Seborrhoeic dermatitis diagnosis and treatment
If you notice scalp lesions, it is advisable to consult a dermatologist. Usually, it is not required to do additional tests to confirm a diagnosis for the disease. Skin lesions examination and recognizing their character allows making a diagnosis and a recommendation for the appropriate treatment method. In some cases it is recommended to do blood tests and a histopathological examination. Seborrhoeic dermatitis treatment is a real challenge for a doctor. It depends on a few factors such as the patient’s age and the development stage the disease is at. In most cases doctors recommend local treatment i.e. using topical creams with antifungal and anti-inflammatory agents. At the beginning of the therapy the patient uses a formulation to exfoliate epidermis. Mild shampoos for daily hair care are recommended to wash hair and the scalp. They contain mild ingredients and substances that prevent dermatophytosis. In some cases oral medications are also administered especially in patients with acute skin lesions and who do not respond to current treatment methods. Only adults with the recurrent disease are treated with oral medications such as antibiotics, retinoids and steroids. Disease treatment is really problematic and sometimes takes many years. However, it is worth start treatment to stop the development of the disease.

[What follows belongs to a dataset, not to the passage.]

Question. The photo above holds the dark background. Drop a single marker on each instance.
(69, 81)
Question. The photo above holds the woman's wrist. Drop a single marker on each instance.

It is recommended to take special care of the skin after treatment. Use shampoos with ciclopiroxolamine or ketoconazole once a month for about 6 months as preventative steps. Use also exfoliating and anti-seborrhoeic body scrubs with salicylic acid and mandelic acid. It is also advised to use creams with anti-fungal ingredients and avoid soap which will make the skin dry and irritated. Other factors intensifying the symptoms of the disease are stress, fatigue and different stimulants so it is recommended to avoid them. You should apply on your face special cosmetics with therapeutic ingredients. A well balanced diet is also a natural way to prevent the disease. You can rub different essential oils such as eucalyptus oil, mint oil, chamomile oil, lavender oil or almond oil into itchy areas. In beauty salons you can have different treatments but you should consult a dermatologist to see which treatments you can try and how often they can be done. Beauty salons offer mineral masks rich in zinc, sulphur, copper, sericite, calcium, quartz or silicon. They also offer treatments for oily skin (with excessive seborrhea production) e.g. cavitation or iontophoresis. However, it is important to note that appropriate daily skin care is of vital importance.